L’OMS recommande d’allaiter l’enfant exclusivement au sein pendant six mois. La maman est toutefois invitée à agir selon ses convictions. Selon les spécialistes, il ne faut pas la forcer à le faire, encore moins la culpabiliser.
Depuis près de trois décennies l’engouement pour l’allaitement exclusif au sein gagne du terrain. Au Liban, comme dans de nombreux pays du monde, les campagnes en faveur de cette méthode se multiplient et les spécialistes en vantent les bénéfices tant pour la santé du nourrisson que pour celle de la mère.
« Cela s’explique essentiellement par une volonté de retourner à tout ce qui est naturel, alors qu’en Europe et dans de nombreux autres pays, la maternité est trop médicalisée », souligne le Dr Joseph Ghanimeh, gynécologue obstétricien.
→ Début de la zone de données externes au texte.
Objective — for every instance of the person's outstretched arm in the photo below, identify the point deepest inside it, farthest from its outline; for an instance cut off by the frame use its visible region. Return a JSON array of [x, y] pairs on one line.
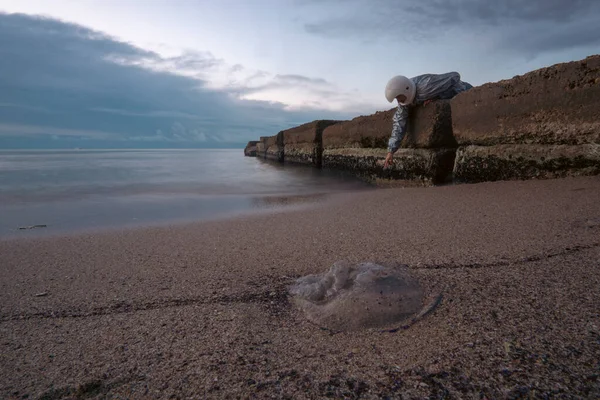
[[398, 131]]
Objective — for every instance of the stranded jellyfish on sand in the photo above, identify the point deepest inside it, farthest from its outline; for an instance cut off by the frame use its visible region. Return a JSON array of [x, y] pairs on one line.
[[352, 297]]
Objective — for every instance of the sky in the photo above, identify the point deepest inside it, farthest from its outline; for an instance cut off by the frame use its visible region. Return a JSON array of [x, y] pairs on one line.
[[177, 74]]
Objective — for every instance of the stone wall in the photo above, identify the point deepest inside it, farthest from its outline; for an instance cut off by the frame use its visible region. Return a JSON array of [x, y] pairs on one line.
[[303, 144], [261, 148], [250, 149], [426, 154], [545, 123], [274, 147]]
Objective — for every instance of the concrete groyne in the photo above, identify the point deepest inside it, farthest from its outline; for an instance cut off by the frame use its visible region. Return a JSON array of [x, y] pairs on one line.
[[542, 124]]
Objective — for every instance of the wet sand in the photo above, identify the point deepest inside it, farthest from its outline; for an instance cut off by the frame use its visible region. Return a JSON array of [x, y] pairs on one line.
[[201, 310]]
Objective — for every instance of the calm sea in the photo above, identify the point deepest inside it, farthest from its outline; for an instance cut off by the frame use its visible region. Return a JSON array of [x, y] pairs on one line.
[[79, 190]]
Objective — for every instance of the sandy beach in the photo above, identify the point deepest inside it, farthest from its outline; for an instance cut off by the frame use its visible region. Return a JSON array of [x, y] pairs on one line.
[[202, 311]]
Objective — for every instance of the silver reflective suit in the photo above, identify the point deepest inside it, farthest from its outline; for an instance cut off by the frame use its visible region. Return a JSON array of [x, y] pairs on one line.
[[429, 87]]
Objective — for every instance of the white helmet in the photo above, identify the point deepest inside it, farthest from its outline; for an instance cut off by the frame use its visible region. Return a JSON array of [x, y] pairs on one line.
[[400, 85]]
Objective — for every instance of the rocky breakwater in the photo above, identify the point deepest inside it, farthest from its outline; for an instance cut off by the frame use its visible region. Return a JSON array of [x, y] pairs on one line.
[[274, 147], [426, 155], [543, 124], [303, 144], [250, 149]]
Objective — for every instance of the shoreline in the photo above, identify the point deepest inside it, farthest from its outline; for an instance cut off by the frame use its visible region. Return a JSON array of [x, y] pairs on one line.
[[201, 309]]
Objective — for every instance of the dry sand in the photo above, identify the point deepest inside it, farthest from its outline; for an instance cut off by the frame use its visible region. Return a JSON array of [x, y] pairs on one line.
[[201, 311]]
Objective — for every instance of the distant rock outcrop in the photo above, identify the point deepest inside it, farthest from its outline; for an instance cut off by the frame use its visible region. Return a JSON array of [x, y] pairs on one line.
[[543, 124]]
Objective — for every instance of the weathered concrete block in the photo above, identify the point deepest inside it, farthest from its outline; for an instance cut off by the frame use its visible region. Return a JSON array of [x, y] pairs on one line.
[[554, 105], [428, 127], [250, 149], [522, 161], [371, 131], [274, 147], [430, 166], [261, 148], [303, 144]]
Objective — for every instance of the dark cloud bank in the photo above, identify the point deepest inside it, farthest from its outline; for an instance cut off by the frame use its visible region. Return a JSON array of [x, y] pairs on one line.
[[63, 85], [530, 27]]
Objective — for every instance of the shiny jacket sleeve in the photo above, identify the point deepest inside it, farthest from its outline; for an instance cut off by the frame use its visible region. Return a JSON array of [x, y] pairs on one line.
[[430, 86], [398, 128]]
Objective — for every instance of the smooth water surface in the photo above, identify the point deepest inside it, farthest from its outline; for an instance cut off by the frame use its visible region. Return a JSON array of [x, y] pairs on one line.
[[80, 189]]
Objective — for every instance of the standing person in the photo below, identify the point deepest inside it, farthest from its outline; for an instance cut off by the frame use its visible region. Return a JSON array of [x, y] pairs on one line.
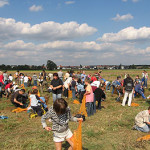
[[60, 114], [74, 87], [128, 89], [21, 78], [26, 81], [5, 77], [142, 121], [146, 78], [1, 80], [10, 78], [56, 86], [143, 78], [67, 85], [17, 98], [60, 74], [89, 98], [34, 79], [16, 77]]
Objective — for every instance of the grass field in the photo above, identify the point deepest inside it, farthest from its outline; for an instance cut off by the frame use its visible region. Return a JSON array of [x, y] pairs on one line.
[[108, 129]]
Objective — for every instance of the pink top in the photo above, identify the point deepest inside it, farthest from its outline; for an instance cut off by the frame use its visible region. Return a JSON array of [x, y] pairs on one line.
[[1, 79], [89, 97]]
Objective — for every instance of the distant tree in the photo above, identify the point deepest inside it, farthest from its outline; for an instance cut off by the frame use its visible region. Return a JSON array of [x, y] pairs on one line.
[[51, 65]]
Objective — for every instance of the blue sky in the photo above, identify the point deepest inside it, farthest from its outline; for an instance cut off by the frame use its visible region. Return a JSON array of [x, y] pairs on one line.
[[74, 32]]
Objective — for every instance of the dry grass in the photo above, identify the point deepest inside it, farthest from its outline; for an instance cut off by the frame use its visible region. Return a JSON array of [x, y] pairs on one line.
[[108, 129]]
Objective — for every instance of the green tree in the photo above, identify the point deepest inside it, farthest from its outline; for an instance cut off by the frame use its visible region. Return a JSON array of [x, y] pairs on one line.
[[51, 65]]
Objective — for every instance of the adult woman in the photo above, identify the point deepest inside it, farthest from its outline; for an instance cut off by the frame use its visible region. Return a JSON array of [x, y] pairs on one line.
[[56, 86]]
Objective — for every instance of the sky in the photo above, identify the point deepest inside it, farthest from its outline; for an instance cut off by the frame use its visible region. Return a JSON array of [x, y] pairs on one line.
[[74, 32]]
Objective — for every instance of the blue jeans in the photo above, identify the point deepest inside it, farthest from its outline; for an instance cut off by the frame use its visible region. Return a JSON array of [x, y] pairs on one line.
[[108, 86], [73, 93], [89, 108], [146, 128], [35, 82], [56, 96]]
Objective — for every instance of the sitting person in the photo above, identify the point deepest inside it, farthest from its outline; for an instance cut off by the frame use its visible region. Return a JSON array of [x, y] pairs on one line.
[[60, 116], [18, 99], [45, 100], [99, 95], [34, 102], [139, 90], [142, 121]]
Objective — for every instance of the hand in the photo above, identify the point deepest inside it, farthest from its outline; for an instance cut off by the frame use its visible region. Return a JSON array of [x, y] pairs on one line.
[[80, 119], [48, 128]]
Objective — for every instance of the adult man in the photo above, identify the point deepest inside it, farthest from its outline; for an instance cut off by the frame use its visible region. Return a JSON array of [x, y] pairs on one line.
[[142, 121], [128, 89], [18, 99]]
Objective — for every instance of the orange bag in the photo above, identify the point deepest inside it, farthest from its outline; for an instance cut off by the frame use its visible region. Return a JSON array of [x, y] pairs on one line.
[[144, 138], [69, 94], [83, 108], [77, 137], [134, 104]]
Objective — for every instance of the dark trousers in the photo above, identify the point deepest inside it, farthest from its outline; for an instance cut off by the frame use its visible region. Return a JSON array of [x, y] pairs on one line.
[[38, 110]]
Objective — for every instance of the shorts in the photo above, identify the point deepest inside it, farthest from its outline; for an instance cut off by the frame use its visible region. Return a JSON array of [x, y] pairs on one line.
[[60, 137]]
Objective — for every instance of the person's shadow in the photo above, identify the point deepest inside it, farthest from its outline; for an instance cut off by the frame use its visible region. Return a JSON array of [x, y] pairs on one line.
[[66, 145]]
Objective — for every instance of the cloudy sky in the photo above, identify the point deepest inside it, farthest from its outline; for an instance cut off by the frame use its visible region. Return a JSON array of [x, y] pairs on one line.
[[74, 32]]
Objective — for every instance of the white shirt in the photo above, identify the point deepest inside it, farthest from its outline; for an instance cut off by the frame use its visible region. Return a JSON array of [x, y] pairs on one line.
[[25, 79]]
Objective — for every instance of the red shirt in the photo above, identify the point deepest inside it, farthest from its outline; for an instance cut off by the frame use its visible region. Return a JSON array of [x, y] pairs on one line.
[[1, 79], [7, 86]]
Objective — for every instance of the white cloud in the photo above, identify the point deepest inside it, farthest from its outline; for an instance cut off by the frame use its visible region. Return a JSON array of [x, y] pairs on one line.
[[127, 34], [11, 30], [36, 8], [3, 3], [69, 2], [126, 17], [71, 53]]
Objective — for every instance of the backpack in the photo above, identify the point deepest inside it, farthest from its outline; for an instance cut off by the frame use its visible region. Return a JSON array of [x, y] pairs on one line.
[[129, 85]]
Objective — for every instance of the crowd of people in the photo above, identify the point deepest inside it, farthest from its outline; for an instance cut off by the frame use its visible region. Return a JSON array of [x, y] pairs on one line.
[[93, 86]]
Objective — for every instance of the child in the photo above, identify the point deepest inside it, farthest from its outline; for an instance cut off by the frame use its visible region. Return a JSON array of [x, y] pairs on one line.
[[34, 102], [89, 97], [60, 115]]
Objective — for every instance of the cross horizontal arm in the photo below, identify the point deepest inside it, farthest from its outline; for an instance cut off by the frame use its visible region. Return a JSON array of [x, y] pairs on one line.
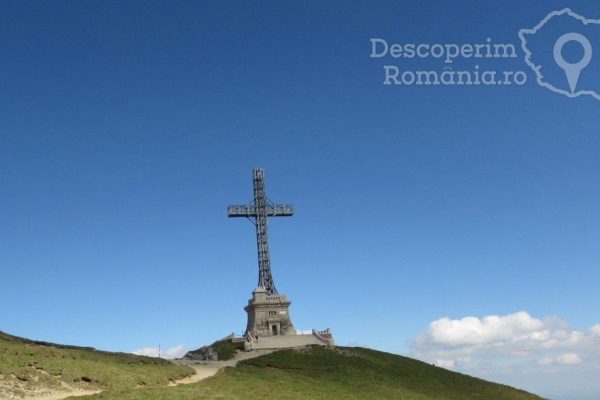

Le principal atout de l’allaitement reste l’immunité qu’il fournit au bébé, « grâce aux anticorps qu’il contient et qui aident le bébé à se défendre contre les bactéries et les virus ». Dans les premiers jours, « cette immunité est acquise à travers le colostrum, un liquide sécrété par les glandes mammaires après l’accouchement ». « Les anticorps continuent à passer au nourrisson à travers le lait maternel pendant plusieurs mois encore, poursuit le spécialiste. C’est la raison pour laquelle nous conseillons à la maman d’allaiter son enfant exclusivement au sein pendant au moins quatre à six semaines, qui sont primordiales. De plus, sur le plan hygiénique, la maman n’a plus à stériliser les biberons, alors que sur le plan économique, le lait maternel est moins cher, puisque les parents n’ont plus à acheter le lait, les biberons et le stérilisateur. Sur le plan affectif, l’allaitement renforce le lien créé entre la mère et son enfant. »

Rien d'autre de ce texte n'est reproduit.